Выйдя за калитку, он побрел по непроглядной улице. В чистом безлунном небе редко поблескивали звезды, как опасные осколки стекла, что случается только ясными морозными ночами. Где-то в темноте побрехивали собаки — их лай затихал во дворах, где еще местами горели окна и мигал за занавеской синеватый отсвет телевизора.

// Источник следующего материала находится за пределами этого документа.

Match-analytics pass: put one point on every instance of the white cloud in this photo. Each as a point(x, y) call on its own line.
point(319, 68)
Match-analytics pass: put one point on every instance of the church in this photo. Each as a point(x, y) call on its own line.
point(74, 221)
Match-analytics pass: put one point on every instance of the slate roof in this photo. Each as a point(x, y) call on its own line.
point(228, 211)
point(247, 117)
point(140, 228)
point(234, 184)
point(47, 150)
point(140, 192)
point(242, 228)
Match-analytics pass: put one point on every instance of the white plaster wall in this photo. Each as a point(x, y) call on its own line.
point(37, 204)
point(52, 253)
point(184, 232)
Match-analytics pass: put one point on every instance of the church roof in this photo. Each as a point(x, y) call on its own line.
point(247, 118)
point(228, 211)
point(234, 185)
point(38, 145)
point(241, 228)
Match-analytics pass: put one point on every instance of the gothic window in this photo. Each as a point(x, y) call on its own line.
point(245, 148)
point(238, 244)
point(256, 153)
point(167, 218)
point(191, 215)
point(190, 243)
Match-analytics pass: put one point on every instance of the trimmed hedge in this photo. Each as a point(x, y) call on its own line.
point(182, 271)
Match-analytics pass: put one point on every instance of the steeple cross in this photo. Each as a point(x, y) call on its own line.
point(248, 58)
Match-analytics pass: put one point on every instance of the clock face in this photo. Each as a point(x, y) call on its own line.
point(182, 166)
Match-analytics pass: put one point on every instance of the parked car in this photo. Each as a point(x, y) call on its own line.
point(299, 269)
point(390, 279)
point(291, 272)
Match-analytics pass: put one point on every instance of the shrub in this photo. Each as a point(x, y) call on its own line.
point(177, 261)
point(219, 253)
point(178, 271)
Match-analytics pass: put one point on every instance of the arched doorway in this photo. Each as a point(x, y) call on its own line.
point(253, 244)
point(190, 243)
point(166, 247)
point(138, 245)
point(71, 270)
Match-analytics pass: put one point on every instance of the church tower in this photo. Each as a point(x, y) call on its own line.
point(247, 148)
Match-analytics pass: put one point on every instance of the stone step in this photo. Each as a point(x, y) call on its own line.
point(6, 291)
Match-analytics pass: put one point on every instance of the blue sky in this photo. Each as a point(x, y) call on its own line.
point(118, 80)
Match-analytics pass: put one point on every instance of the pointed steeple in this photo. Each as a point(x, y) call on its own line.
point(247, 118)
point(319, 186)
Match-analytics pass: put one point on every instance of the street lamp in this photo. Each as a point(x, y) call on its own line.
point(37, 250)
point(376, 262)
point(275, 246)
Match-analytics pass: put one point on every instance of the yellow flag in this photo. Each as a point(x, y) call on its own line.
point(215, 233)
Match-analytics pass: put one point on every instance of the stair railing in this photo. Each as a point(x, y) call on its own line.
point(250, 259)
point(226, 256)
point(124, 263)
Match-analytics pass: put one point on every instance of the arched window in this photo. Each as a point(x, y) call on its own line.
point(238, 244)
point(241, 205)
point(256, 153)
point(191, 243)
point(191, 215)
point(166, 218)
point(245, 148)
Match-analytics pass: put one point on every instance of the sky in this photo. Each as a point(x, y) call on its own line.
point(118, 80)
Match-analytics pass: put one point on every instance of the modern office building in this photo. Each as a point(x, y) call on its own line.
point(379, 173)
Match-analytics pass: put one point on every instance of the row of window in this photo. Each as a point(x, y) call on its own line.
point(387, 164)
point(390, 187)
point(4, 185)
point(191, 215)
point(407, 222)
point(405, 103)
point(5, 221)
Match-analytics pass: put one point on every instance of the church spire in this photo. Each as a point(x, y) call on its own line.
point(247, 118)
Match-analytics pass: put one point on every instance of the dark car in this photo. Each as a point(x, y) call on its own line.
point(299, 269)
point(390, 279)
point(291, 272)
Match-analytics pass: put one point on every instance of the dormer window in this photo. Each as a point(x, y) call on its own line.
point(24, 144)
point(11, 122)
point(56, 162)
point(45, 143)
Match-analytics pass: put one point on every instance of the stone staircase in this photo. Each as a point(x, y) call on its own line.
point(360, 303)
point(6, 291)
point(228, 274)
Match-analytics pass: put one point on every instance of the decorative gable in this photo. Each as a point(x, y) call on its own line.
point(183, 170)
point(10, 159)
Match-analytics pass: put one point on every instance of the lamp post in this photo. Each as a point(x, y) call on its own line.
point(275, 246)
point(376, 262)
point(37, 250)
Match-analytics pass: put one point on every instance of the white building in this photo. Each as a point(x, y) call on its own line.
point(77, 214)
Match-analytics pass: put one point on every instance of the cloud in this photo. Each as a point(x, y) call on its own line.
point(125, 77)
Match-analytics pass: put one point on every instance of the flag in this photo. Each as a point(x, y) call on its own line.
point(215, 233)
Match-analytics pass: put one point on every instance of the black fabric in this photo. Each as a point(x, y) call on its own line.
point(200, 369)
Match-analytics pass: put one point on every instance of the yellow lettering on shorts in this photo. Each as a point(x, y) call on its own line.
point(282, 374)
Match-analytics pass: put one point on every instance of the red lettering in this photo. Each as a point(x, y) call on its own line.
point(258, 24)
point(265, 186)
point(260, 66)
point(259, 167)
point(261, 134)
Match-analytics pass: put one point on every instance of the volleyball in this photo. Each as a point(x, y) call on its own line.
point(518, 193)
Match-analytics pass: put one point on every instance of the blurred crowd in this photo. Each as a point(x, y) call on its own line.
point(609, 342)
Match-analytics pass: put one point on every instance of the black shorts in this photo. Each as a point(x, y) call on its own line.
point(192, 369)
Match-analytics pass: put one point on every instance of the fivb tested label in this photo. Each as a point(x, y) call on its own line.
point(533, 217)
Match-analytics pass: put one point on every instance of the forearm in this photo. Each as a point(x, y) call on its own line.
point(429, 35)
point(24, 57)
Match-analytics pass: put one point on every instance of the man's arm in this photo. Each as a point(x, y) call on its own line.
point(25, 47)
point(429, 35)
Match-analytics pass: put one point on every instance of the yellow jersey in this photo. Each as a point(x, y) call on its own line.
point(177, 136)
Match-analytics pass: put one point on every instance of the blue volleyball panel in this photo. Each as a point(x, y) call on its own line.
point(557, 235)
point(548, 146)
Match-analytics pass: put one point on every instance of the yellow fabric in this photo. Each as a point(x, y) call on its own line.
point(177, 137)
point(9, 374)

Если бы сейчас спросили у Даниила, чего он желает от жизни, он бы совершенно искренне ответил, что ему ничего не надо, добавив по монашескому обычаю: «Слава Богу за все!» И впрямь, как мирно ему было в эту минуту, когда шел он, поскрипывая снегом, по темной улице, чувствуя себя одним из неприметных героев своего времени, укрывшим душу от суеты черным суконным подрясником! Он видел себя одним из тех, кому дано болеть и скорбеть за этих людей, что, может быть, не умея отличить правой руки от левой, сидят сейчас у своих экранов, спят у теплых печек или читают, водя корявым пальцем по странице, засаленную псалтирь... И подумалось отцу Даниилу, что, проведя свой век среди народа, которому он Промыслом поставлен хранителем и пастырем, лишенный радости домашнего тепла и обычного житейского счастья, раздавши себя всего, — как хорошо ему будет умереть здесь в безвестности и лечь в сухую могилу под простым деревянным крестом. Не в первый раз думалось ему такое, и он даже отметил в воображении место за церковью, слева от алтарного полукружия, где росла тенистая липа и куда мысленно полагал свою тихую могилу.